C’est sur le fondement de ce principe que la chambre commerciale de la Cour de cassation, dans un arrêt du 24 mai 2011, a annulé une procédure d’audition diligentée par les enquêteurs de l’AMF à l’encontre d’un chef d’entreprise soupçonné d’avoir commis un délit d’initié, pour cause d’irrégularité de son audition. La Cour de cassation a jugé, au visa des articles L. 621-10, L. 621-11 et R. 621-35 du Code monétaire et financier, que l’enquête de l’AMF doit être loyale, ce qui implique que les déclarations du chef d’entreprise ne peuvent être recueillies si ce dernier n’a pas renoncé au bénéfice des règles protectrices applicables aux auditions visant à assurer la loyauté de l’enquête (Cass. com., 24 mai 2011, n° 10-18267).
Les articles L. 621-10, L. 621-11 et R. 621-35 du Code monétaire et financier encadrent en effet les auditions menées par l’AMF afin de préserver entendues :
- Selon l’article L. 621-10 : « Les enquêteurs peuvent convoquer et entendre toute personne susceptible de leur fournir des informations ».
- Selon l’article L. 621-11 : « Toute personne convoquée a le droit de se faire assister d’un conseil de son choix ».

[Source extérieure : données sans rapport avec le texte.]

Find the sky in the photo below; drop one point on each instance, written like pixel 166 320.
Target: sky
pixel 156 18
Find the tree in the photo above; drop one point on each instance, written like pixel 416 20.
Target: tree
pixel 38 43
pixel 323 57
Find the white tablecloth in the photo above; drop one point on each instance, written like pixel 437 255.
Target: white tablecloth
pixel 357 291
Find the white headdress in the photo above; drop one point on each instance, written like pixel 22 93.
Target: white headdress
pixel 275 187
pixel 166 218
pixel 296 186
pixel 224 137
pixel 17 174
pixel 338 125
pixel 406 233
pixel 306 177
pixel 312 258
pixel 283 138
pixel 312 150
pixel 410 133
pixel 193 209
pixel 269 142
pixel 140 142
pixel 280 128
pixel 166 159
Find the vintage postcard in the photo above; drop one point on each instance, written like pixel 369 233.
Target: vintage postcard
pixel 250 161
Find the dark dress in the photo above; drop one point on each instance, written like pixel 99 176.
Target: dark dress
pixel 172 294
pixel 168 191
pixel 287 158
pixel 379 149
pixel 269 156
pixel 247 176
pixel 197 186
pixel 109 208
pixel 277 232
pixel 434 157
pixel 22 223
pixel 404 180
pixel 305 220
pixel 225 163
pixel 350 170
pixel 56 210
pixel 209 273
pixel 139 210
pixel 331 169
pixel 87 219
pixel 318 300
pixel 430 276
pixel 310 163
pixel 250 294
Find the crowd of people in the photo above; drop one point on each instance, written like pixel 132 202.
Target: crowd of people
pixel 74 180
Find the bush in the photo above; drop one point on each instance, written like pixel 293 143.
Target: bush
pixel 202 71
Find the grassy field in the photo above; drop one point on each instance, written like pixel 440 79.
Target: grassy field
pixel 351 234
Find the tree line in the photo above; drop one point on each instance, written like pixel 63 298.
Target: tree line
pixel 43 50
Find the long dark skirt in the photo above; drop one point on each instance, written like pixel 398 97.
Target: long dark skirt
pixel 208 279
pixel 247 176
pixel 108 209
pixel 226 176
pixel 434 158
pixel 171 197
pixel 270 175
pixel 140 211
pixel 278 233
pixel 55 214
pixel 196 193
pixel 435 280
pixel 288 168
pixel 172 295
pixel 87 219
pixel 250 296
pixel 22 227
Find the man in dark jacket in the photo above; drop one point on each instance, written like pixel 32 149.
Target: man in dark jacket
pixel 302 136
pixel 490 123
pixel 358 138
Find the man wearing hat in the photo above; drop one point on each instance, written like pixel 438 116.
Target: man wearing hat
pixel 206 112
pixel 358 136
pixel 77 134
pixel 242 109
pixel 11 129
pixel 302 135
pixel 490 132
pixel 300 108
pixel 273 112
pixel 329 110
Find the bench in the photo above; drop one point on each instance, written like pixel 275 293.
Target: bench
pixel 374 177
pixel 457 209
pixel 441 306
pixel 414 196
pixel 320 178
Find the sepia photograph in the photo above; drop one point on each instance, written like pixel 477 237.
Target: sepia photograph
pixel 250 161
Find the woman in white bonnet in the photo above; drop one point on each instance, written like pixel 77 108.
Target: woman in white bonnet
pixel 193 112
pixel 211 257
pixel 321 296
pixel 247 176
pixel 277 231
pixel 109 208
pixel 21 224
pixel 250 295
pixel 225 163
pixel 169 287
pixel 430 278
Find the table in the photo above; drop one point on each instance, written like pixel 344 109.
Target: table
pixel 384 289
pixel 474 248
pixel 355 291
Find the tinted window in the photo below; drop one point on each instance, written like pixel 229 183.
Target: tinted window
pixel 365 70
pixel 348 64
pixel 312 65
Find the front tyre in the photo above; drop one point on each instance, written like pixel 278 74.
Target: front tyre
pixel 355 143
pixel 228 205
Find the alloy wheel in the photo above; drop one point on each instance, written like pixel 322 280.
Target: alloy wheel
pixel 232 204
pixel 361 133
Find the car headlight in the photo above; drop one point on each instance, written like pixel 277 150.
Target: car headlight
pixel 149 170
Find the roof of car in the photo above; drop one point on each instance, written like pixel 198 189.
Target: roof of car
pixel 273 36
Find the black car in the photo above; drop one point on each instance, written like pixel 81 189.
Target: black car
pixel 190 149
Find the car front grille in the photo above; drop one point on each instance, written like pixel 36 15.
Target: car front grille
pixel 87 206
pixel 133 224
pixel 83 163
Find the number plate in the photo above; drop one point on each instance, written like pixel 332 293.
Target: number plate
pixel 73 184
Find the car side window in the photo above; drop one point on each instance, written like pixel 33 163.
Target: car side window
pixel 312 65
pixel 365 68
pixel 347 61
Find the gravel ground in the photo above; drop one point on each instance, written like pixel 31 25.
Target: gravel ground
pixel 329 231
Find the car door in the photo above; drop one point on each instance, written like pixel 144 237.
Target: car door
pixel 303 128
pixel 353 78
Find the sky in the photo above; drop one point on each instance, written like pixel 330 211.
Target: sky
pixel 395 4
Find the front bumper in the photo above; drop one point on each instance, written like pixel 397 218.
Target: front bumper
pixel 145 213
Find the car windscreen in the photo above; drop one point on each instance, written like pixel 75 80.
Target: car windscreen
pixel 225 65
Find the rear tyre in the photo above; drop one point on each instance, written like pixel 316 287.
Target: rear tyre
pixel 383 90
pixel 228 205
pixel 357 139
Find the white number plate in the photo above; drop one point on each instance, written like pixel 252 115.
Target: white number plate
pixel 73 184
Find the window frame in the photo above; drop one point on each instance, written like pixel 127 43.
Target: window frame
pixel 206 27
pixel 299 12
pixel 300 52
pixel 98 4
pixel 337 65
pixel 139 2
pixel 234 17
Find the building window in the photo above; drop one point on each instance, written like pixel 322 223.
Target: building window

- Selon l’article R. 621-35 : « La convocation est adressée à l’intéressé par lettre recommandée avec demande d’avis de réception, remise en main propre contre récépissé ou acte d’huissier, huit jours au moins avant la date de convocation. Elle fait référence à l’ordre de mission nominatif de l’enquêteur établi par le secrétaire général ou son délégataire. Elle rappelle à la personne convoquée qu’elle est en droit de se faire assister d’un conseil de son choix. Les procès-verbaux établis dans le cadre des enquêtes énoncent la nature, la date, le lieu des constatations opérées. Ils sont signés par l’enquêteur et la personne concernée par les investigations. En cas de refus de celle-ci, mention en est faite au procès-verbal ».
En l’espèce, cette procédure n’avait pas été respectée. Après avoir été condamné pour délit d’initié par la Commission des sanctions de l’AMF, le dirigeant d’une société a interjeté appel afin de demander l’annulation de la procédure en raison du caractère irrégulier de l’audition diligentée par les enquêteurs du régulateur financier.
La cour d’appel de Paris, dans un arrêt rendu le 30 mars 2010, a rejeté cette demande. La décision d’appel a finalement été censurée par la Cour de cassation qui reproche aux juges du fond de ne pas avoir recherché si la personne entendue avait préalablement « renoncé au bénéfice des règles applicables aux auditions, visant à assurer la loyauté de l’enquête ».
En revanche, les enquêteurs de l’AMF ont le droit de ne pas appliquer les règles susmentionnées si la personne entendue a renoncé expressément, avant son audition, à leur application. Or, le chef d’entreprise n’avait pas renoncé notamment à son droit de se faire assister d’un conseil de son choix.
À l’heure où les personnes entendues en garde à vue peuvent bénéficier de l’assistance d’un avocat, on ne peut que se réjouir du souci de la Cour de cassation de contrôler la loyauté des procédures d’auditions diligentée par une autorité indépendante de régulation, compte tenu de la complexité de son domaine d’intervention.